Many of those homeless young people are drawn to the famous Christopher Street Pier, at which community, sex and money through sex work can be found. Jersey-born Bratton has first-hand experience of his subjects’ lives. He was kicked out of his home at the age of 16 and found himself homeless as a black gay man. Although Paris Is Burning is an obvious touchstone for Pier Kids, Bratton’s film is in some ways more subversive as a narrative documentary, bouncing from one character to the next. It is unpredictable in the much the same way as his subjects’ lives.

People come in and out of the frame to reappear later; the camera catches the ends of arguments, the beginnings of conversations; the middle of trauma and healing, and of family dynamics. It is all chaotic and elliptical and vital. His subjects, too are unforgettable. One young man who, in one moment amusingly describes his food-stealing gift card scam as ‘confiscating’ before confessing to considering contracting HIV as a way of accessing help to get off streets, encapsulates the unity of comedy and tragedy that defines Pier life.

Bratton has previously noted the influence of Marlon Rigg’s 1989 film Tongues Untied on his film’s form, but wanting to push his film further in its representation of black transgender women. In this, Bratton fuses experimental form with the recent narrative-based success of the TV drama Pose, which he has also praised as an important document representing the role that trans women have played in the nurturing of families to protect the Pier-bound communities.

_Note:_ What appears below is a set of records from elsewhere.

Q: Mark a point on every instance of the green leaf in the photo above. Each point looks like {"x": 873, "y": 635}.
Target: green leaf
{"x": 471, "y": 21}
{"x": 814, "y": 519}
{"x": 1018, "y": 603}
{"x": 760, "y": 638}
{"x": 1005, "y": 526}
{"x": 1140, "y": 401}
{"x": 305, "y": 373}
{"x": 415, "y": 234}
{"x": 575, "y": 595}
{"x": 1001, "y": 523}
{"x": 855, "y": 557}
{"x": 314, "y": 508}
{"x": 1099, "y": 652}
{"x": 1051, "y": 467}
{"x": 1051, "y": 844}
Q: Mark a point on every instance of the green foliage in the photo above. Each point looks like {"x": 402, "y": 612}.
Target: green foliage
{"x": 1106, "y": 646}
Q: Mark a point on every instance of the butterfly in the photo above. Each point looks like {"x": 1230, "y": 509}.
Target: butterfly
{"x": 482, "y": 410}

Elsewhere, Bratton poetically captures a fractured America; an inebriated finance bro, on his way to the banking district, stops at the pier for a chat, chatty but clearly somewhat uncomfortable, can’t help but bring up Obama; fireworks explode on the other side of the river while Pride revellers and the Police clash. The most poignant through-line, however, is with Krystal, whose mother and aunt, back home in Kansas City love her but cannot accept the fact that the son and nephew that they see is a woman.